FISA Warrant
Each application for one of these surveillance warrants (called a FISA warrant) is made before an individual judge of the court. Like a grand jury, FISC is not an adversarial court: the federal government is the only party to its proceedings. However, the court may allow third parties to submit briefs as amici curiae. When the Attorney General determines that an emergency exists he may authorize the emergency employment of electronic surveillance before obtaining the necessary authorization from the FISA court, after which the Attorney General or his designee must notify a judge of the court not more than 72 hours after the Attorney General authorizes such surveillance.
If an application is denied by one judge of the FISC, the federal government is not allowed to make the same application to a different judge of the court, but must appeal to the United States Foreign Intelligence Surveillance Court of Review. Such appeals are rare: the first appeal from the FISC to the Court of Review was made in 2002, 24 years after the founding of the FISC.
It is also rare for FISA warrant requests to be turned down by the court. Through the end of 2004, 18,761 warrants were granted, while just five were rejected (many sources say four) . Fewer than 200 requests had to be modified before being accepted, almost all of them in 2003 and 2004. The four known rejected requests were all from 2003, and all four were partially granted after being resubmitted for reconsideration by the government. Of the requests that had to be modified, few if any were before the year 2000. In subsequent years, according to journalist Joshua Micah Marshall, the breakdown was as follows:
Year | Modified requests |
---|---|
2000 | 1 request modified |
2001 | 2 requests modified |
2002 | 2 requests modified (both modifications later reversed) |
2003 | 79 requests modified (out of 1724 granted) |
2004 | 94 requests modified (out of 1758) |
On May 17, 2002, the court rebuffed then-Attorney General John Ashcroft, releasing an opinion that alleged that FBI and Justice Department officials had "supplied erroneous information to the court in more than 75 applications for search warrants and wiretaps, including one signed by then-FBI Director Louis J. Freeh". Whether this rebuke is related to the court starting to require modification of drastically more requests in 2003 is unknown.
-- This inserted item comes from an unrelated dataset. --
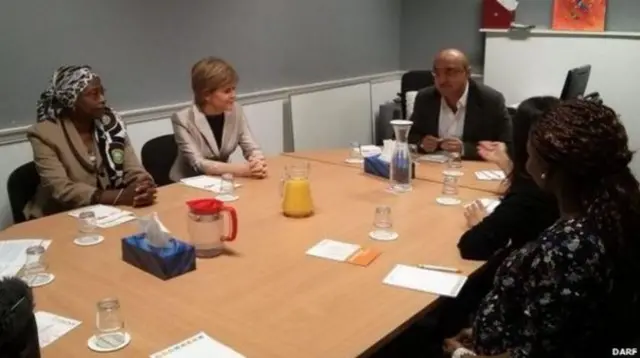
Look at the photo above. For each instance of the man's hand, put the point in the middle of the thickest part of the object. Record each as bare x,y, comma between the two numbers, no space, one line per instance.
493,152
429,143
453,145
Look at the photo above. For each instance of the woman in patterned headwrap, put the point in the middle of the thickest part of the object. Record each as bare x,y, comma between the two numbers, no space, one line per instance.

On December 16, 2005, the New York Times reported that the Bush administration had been conducting surveillance against U.S. citizens without the knowledge of the FISC since 2002. On December 20, 2005, Judge James Robertson resigned his position with the FISC, apparently in protest of the secret surveillance. The government's apparent circumvention of the FISC started prior to the increase in court-ordered modifications to warrant requests.